The AIDA platform with components running at the edge of the network and at the core, requires secure communication channels to assure that the exchanged information is protected against several threats, such as eavesdropping, man-in-the-middle attacks. A critical aspect regarding security is the support for authentication, authorization and accounting (AAA), by all services/functions of the AIDA platform, no matter the place where they run.

Robust and secure communication approaches exist, such as the Transport Layer Security (TLS) protocol which is widely used nowadays to assure authentication, confidentiality and integrity of the exchanged data. In this perspective, components should support TLS v1.2 and beyond, preferably v1.3 given the higher protection levels and the reduced times to perform the handshake processes.

Nonetheless, a plug-n-play solution is not simple! The existence of several microservices, which can run at the edge or at the core of the network, lead to issues with keys, certificates management, that are required by TLS connections. A seamless integration with federated identity management approaches like OpenID Connect can lead to scalability issues, if not managed properly.

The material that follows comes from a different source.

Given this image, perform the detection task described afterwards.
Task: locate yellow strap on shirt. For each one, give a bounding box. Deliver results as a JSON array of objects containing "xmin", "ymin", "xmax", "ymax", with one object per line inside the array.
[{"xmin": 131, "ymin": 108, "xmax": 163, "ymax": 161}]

Assuring a Secure Operation of the Software Components

AIDAMicroservices need to be monitored using lightweight, fast, and efficient approaches while maintaining a high effectiveness level. The constant modification of the deployment scenarios, with auto-scaling adaptation, forces the behavior profiles used to identify deviations to become generalizable so that security level is not compromised in these dynamic environments. There is still potential for some intrusions to go undetected, the reason why the incorporating intrusion tolerance provides a way to increasing security levels and assure the system provides the intended service level despite intrusions successfully evading the detection mechanisms.

Many security strategies are being evaluated and improved, such as the use of machine learning techniques and classifiers to detect intrusions. The goal is to construct benign behavior profiles that detect deviations from the “normal behavior” used to train the algorithms. After a configurable number of deviations, alarms are raised and suspicious activity is reported. Intrusion tolerance will be most effective when applied to the key services of the architecture. Solutions that are commonly used are under study to identify possible applications in the AIDA scenario. The approaches that provide tolerance to the application can range from diversity of services, requiring different versions of technologies or techniques used to develop them, to the application of architectural patterns that can be static or dynamically applied according to information collected from the system while in operation.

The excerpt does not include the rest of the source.